The problem with this line of argument is that the NLGMA is a voluntary system, whereas the FSMA is a mandatory system. As such, the two systems of regulation are not really in conflict as no qualified facilities exempted under the FSMA have to participate in the NLGMA, and those facilities who choose to participate under the NLGMA essentially consent to be bound to USDA-AMS rulemaking.
This will be an important consideration to many small to medium sized operations who will need to balance the economic benefits of participating in the NLGMA, with the increased financial costs associated with annual audits and bringing their operations into compliance.
An Unfair Burden to Small- and Medium-Sized Operations?
As the NLGMA does not contain any specific production standards to date, it is difficult to know with any certainty what its financial costs will be for producers and handlers involved in the program.
In general terms, three financial costs are anticipated for those who wish to participate: (1 the initial costs of bringing one's operation into compliance with the program, (2 the cost of annual audits, and (3 the annual costs of maintaining compliance as the program evolves and changes. These additional costs could potentially be balanced out by increased market stability, and a greater ability for participants to sell product into both domestic and international markets.
Based on cost estimates from a University of California report, AMS estimates "the total one-time modification costs at the farm level" to be "between $1.2- and $3.0 million, and an estimated average range of $14-$34 per acre for modification costs." On top of this initial cost would be annual compliance costs estimated at $2.7- to $4.4 million, or $30-50 per acre.
Of course, these estimates do not include the costs for California and Arizona producers currently involved in state marketing agreements. The producers from these two states are estimated to have spent $6.1- $14.7 million to bring their operations into compliance with their current rules, and spend between $13- to $21.7 million in annual compliance costs.
Annual handler assessments for the program would range between $5.7- to $28.6 million depending upon the whether the assessment was the program minimum of $0.01 per carton, or the program maximum of $0.05 per carton.
Based on these estimates, a hundred acre leafy green vegetable operation in Arkansas would spend between $1,400 to $3,400 in one-time compliance costs and between $3-5000 annually to maintain compliance. Such costs are hardly insignificant for small to medium sized operations, especially for those who might otherwise be exempt from similar regulations under the Tester Amendment of the FSMA.
The only silver lining is that the proposed NLGMA is a voluntary program for handlers to participate in. As such, producers should definitely discuss their financial operations with their handlers to determine whether the economic benefits of participating in the NLGMA would offset their estimated costs.
Will Leafy Greens Producers Support the Agreement?
In drafting its proposed marketing agreement, the NLGMA has provided producers and handlers with one potential tool to help reduce foodborne contamination in their production systems.

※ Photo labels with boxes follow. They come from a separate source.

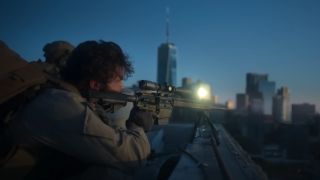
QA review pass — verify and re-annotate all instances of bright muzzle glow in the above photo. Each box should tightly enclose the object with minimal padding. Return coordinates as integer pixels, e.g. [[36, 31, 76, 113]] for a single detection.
[[197, 87, 209, 99]]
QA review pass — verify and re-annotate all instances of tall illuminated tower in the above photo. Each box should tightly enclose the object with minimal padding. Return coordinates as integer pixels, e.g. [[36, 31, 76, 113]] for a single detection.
[[157, 8, 177, 86]]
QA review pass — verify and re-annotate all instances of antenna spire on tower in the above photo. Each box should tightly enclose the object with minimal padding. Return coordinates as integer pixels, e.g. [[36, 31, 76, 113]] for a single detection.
[[166, 7, 170, 43]]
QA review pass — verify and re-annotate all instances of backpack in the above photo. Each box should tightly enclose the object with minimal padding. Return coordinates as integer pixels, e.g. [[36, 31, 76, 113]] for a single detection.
[[0, 41, 48, 166]]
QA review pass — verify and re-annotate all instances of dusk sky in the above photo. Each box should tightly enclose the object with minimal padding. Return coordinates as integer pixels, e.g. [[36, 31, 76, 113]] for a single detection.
[[0, 0, 320, 112]]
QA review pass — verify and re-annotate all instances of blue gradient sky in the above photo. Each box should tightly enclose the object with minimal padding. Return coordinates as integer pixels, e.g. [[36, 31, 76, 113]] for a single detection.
[[0, 0, 320, 111]]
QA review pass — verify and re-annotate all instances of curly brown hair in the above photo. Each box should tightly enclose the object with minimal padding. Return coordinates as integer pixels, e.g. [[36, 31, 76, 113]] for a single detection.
[[63, 40, 134, 90]]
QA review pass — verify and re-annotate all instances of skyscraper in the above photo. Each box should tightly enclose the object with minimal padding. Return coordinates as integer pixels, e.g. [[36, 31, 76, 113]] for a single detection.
[[292, 103, 316, 124], [246, 73, 268, 100], [236, 93, 249, 112], [258, 80, 276, 115], [157, 42, 177, 86], [272, 87, 290, 123], [157, 9, 177, 86], [246, 73, 268, 113]]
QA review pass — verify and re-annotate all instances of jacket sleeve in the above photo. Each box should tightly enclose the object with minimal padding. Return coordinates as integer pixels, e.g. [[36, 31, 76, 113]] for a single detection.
[[17, 90, 150, 172]]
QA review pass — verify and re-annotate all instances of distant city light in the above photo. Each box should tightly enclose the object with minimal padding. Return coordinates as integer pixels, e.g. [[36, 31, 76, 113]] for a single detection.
[[197, 86, 210, 100]]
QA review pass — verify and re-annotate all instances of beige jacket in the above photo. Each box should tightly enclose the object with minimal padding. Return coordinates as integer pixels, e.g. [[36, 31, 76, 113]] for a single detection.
[[13, 89, 150, 174]]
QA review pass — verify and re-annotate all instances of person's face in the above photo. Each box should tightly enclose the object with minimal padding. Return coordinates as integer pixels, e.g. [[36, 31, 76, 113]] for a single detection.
[[105, 68, 124, 92]]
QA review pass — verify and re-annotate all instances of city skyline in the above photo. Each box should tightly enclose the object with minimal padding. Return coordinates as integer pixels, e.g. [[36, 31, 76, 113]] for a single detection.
[[0, 0, 320, 112]]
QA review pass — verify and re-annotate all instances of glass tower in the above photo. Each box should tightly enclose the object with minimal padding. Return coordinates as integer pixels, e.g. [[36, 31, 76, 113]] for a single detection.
[[157, 43, 177, 86]]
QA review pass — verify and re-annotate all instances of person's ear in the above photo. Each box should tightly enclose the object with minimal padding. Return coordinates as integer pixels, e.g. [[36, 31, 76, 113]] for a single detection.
[[89, 80, 101, 90]]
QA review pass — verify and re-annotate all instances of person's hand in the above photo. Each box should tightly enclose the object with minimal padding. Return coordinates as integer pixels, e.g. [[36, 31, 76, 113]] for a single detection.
[[128, 107, 153, 131]]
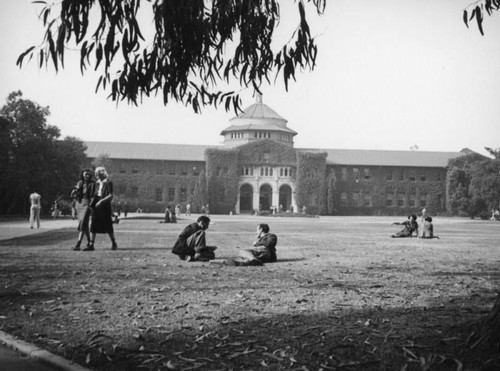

Whether it becomes law will ultimately depend upon what changes the agency makes after the latest round of public comments, and whether the proposed marketing agreement will be supported by a 2/3 majority of all leafy green vegetable producers in the nation. The effectiveness of such an agreement is also difficult to estimate, as the Board will need to be appointed and make its recommendation to the Secretary of Agriculture.
This will lead to yet more rulemaking, and additional opportunities for public comment. As such, proponents and opponents of the NLGMA should not expect any final food safety production standards for at least another 18 to 24 months.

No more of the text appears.